By Jack Merrill
When the Americans with Disabilities Act (ADA) was passed in 1990, it promised new hope for disabled people who wanted to work but felt that the biases of an ill-informed public denied them the opportunity. Some people now suggest that the Act has not lived up to that promise. Many disabled workers still have trouble getting jobs, and some experts think that the Act has increased the cost of hiring them.
That thinking is unfortunate. The fact is that ADA-required accommodations are usually easy and inexpensive. To the extent that businesses shy away from hiring the disabled because they fear the expense, they may be turning away highly qualified people who can, with only modest work adjustments or even no adjustments at all, become outstanding employees. What’s more, they may be breaking the law.
The truth is that the ADA does not require employers to expend exorbitant sums or to help employees who cannot perform the essentials of a particular job. It does, however, mandate reasonable, relatively inexpensive measures to enable otherwise incapable workers to perform alongside non-disabled employees. This might mean something as simple as changing seating arrangements, providing a larger computer screen, or ordering a chair with back support. It might also mean something a bit more burdensome — granting a short-term leave of absence, for example — but only if the leave will not cause undue hardship to the business.
Accommodations like these are required only for qualified disabled persons. The ADA defines disability as any physical or mental impairment that substantially limits one or more major life activities. The definition is easy to apply when the disability is something as visible and indisputable as quadriplegia. (But see recent U.S. Supreme Court case law, which challenges traditional notions of disability and raises questions about the applicability of the ADA to visible impairments). It’s far tougher when the diagnosis is depression or some other mental impairment. The Massachusetts Commission Against Discrimination and its federal law counterpart (the Equal Employment Opportunity Commission) have produced regulations to help explain when psychiatric conditions are disabilities, but uncertainty persists.

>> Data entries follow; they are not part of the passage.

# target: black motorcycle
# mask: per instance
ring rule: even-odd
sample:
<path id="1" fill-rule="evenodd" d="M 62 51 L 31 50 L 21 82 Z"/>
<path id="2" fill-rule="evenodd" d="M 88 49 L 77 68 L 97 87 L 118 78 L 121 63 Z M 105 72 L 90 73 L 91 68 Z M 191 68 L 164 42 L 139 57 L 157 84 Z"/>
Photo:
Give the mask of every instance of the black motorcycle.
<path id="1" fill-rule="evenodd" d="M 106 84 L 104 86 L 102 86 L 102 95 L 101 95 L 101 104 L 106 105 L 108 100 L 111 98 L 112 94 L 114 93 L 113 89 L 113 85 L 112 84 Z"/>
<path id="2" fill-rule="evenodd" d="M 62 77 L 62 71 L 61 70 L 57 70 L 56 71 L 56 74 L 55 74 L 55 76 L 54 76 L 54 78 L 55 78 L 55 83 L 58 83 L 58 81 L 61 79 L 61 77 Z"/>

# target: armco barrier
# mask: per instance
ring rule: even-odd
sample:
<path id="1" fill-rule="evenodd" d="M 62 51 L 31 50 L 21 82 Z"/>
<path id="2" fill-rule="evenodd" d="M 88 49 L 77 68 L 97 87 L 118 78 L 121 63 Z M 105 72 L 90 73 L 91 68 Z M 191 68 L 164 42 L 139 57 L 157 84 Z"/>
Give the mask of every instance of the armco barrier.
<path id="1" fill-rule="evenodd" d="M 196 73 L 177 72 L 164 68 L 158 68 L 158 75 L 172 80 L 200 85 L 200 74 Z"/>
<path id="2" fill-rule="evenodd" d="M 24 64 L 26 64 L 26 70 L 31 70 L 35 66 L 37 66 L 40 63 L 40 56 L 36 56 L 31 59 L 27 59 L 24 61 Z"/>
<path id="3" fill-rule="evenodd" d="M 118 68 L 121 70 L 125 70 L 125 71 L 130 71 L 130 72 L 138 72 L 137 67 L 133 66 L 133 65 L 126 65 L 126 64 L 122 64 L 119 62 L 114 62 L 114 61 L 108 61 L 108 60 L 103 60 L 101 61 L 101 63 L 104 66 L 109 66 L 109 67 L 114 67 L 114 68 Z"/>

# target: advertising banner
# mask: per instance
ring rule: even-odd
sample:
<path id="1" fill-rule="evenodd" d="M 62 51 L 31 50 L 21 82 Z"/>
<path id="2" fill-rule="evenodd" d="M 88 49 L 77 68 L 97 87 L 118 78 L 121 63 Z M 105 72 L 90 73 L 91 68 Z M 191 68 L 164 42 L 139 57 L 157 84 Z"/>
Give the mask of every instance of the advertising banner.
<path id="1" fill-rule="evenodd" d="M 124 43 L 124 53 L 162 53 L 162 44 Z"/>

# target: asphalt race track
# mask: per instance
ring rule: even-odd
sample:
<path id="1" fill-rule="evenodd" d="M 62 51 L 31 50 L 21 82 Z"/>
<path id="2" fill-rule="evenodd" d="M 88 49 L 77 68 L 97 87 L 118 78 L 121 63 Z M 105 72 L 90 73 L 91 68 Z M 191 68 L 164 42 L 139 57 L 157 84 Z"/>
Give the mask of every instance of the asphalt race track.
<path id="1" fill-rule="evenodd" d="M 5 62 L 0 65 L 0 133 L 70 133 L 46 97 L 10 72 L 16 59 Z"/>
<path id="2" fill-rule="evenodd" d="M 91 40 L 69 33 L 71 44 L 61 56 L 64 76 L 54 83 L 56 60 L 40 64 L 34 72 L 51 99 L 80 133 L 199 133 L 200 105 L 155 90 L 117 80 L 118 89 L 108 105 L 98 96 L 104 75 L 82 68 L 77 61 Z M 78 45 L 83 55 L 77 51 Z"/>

Employers need to be alert to disability issues on the job. When a worker’s disability is known, employers should carefully consider necessary accommodations, if any. When in doubt, they should consult counsel. Employees, on the other hand, need to bring their disabilities and required accommodations to their employers’ attention so that proper adjustments can be made. This is particularly true when a worker’s job performance is suffering due to a hidden disability and performance can be improved by an inexpensive accommodation.